けど、/stand/i386/6.0/modules/の下のさらに/usr/libdata/ldscripts/kmoduleを探しにいくのはおかしい。
他のモジュールのインストールログを見ると「/stand/i386/6.0/modules/stand/i386/6.0/modules」なんてディレクトリ構成になっている・・・。
どうやら指定したディレクトリに/stand/i386/6.0/modulesディレクトリを作成し、そこにモジュールをインストールしていると推定。
今回モジュールをインストールしたいのは/stand/i386/6.0/modulesなので、installmodulesで「/」を指定することにした。
./build.sh -a i386 -O ../obj -T ../tools installmodules=/
installmodulesは成功した。しかし、再度modloadを試みてもやはりsolaris以外のモジュールがロードできないし、/stand/i386/6.0/modulesの下に該当モジュールがいない。
よって、「インストールすべきモジュール群はどのようにして決まっているのか」を追うことにする。
まず、ソースファイルが置かれたルートディレクトリ(build.shがあるディレクトリ)にあるMakefileを見る。

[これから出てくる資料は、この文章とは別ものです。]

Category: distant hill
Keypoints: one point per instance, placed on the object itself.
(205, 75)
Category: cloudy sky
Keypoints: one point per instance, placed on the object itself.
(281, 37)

build.shがinstallmodules時に叩いているMakefileだ。
installmodulesターゲットでは、諸々のチェックをしたあと、以下の3行を実行する。
${MAKEDIRTARGET} sys/modules install DESTDIR=${INSTALLMODULESDIR:U/} @echo "make ${.TARGET} started at: ${START_TIME}" @printf "make ${.TARGET} finished at: " && date
${MAKEDIRTARGET}とは何でこれは何処にいるのか?
grepをかけて調べると、share/mk/bsd.own.mkにいることがわかる。
bsd.own.mkの説明書きによると
# # MAKEDIRTARGET dir target [extra make(1) params] # run "cd $${dir} && ${MAKEDIRTARGETENV} ${MAKE} [params] $${target}", with a pretty message #
とのことである。このことからcd sys/modulesしてmakeをしていることが伺える。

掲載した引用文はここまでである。